Archive for July, 2014

Odd statistics from the United Kingdom

I’m enjoying a weekend in London prior to a conference in Cambridge next week.  I was happy to see in the news that the Prime Minister David Cameron is under investigation by the UK Statistics Authority for biasing figures on in his party’s favor.  Evidently the British are more vigilant than the USA on out-and-out self-promoting misstatements.

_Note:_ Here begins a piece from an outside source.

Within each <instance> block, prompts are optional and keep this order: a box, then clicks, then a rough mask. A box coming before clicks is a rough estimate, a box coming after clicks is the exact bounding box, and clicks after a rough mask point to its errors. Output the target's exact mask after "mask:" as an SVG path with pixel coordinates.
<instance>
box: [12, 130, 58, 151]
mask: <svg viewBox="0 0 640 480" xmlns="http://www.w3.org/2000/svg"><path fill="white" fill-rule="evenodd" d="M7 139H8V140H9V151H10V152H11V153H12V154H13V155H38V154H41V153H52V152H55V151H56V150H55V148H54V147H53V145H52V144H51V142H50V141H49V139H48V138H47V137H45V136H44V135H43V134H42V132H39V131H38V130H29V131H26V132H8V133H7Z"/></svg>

On a more frivolous note, here are some stats on people in these parts that I found in this recent news on the weird by UK’s tabloid the Express gleaned from the soon-to-be-published book Numberland by Mitchell Symons–a principal writer of early editions of Trivial Pursuit and author of That Book of Perfectly Useless Information, The Book of More Perfectly Useless Information, and Where Do Nudists Keep Their Hankies?:

  • A girl reportedly called Thelma Ursula Beatrice Eleanor (spelling TUBE) was born in 1924 on a Bakerloo line train at Elephant and Castle.  (I took the Bakerloo line today while bopping around London.)
  • The average British adult moves home every seven years.  (That seems a bit inconvenient for the parents.)
  • One of ten British adults admit to wearing the same item of underwear three days in a row.  (I thought it smelled somewhat musty while jammed into the steamy-hot Bakerloo.)
  • In 1705 John Smith was hanged for burglary at the Tyburn Tree. After he had been hanging for 15 minutes, a reprieve arrived and he was cut down. Amazingly, he was revived and managed to recover. As a result, he became known as John ‘Half-Hanged” Smith.  (This just chokes me up.)